By isolating the critical measuring device, the solenoid, from the sample flow path, the simple design instantly eliminates the risks present in earlier systems and takes a major step forward in terms of robustness. The solenoid valves are now only exposed to deionised water at a constant pressure, allowing them to operate efficiently and effectively, as they were originally designed. Rather than lasting for only months, solenoid valves can now be expected to perform for years. In addition to improving robustness, the system design ensures that the aspirated sample never contacts moving parts and only encounters a very simple flow path. The benefits for “difficult” samples are clear. A wide range of reagent viscosities together with beads, cells, and complex mixtures have been pipetted successfully.
| Figure 2A: Schematic of ASAP Technology, Aspirate Step |
|
| Figure 2A: Schematic of ASAP Technology, Dispense Step |
|
Cell Based Assay Applications
A good example of the application of this new design has been in the field of cell-based assays. The Nanodrop™ has been used to dispense many different cell-types but can also be used for measuring cell viability. A key factor in any successful liquid handler in this field, is that the fluidics must be gentle enough not to significantly damage or even kill dispensed cells. Most work to date has been performed using the standard Nanodrop tips. These tips have a tightly controlled “clean” aperture (sapphire insert) that measures 125µm in diameter. Using relatively low and consistent backpressures of a few psi, the shearing forces on the cells are minimised. Several cell lines recognised as being especially fragile have been successfully dispensed with good viability. Further investigation into the impact of even wider aperture tips is ongoing. Tables 1 and 2 summarise the utility of the Nanodrop for scaling cell viability assays to low volume 384-well plates. The volume dispensed is tabulate in the first column and reagent volumes are scaled from the standard 100 microlitre total volume per well of a 96-well kit.
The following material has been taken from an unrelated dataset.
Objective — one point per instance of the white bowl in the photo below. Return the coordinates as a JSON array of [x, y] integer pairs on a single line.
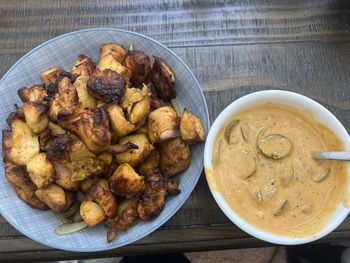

| Table 1: Steady-Glo Luciferase Assay System using the Nanodrop | |||
| Dispense volume/(total volume) | %Cv (whole plate) | Mean relative luminescense units (rlu) | Background rlu mean |
| 2.5 µL/(5µL) | 4.8% | 4501 | 189 |
| 1.5 µL/(3µL) | 3.8% | 2674 | 316 |
| 1.0 µL/(2µL) | 3.4% | 2190 | 285 |
| 1.0 µL/(2µL) | 3.1% | 1924 | 332 |
| Table 2: CellTiter-Glo Luminescent Cell Visibility Assay using the Nanodrop | |||
| Dispense volume/(total volume) | %Cv (whole plate) | Mean relative luminescense units (rlu) | Background rlu mean |
| 5.0 µL/(10µL) | 6.7% | 2950 | 729 |
| 2.5 µL/(5µL) | 7.0% | 1991 | 600 |
| 2.0 µL/(4µL) | 7.5% | 1798 | 671 |
| 1.5 µL/(3µL) | 7.6% | 1602 | 748 |
[Note: Assay systems available from ProMega Corporation.]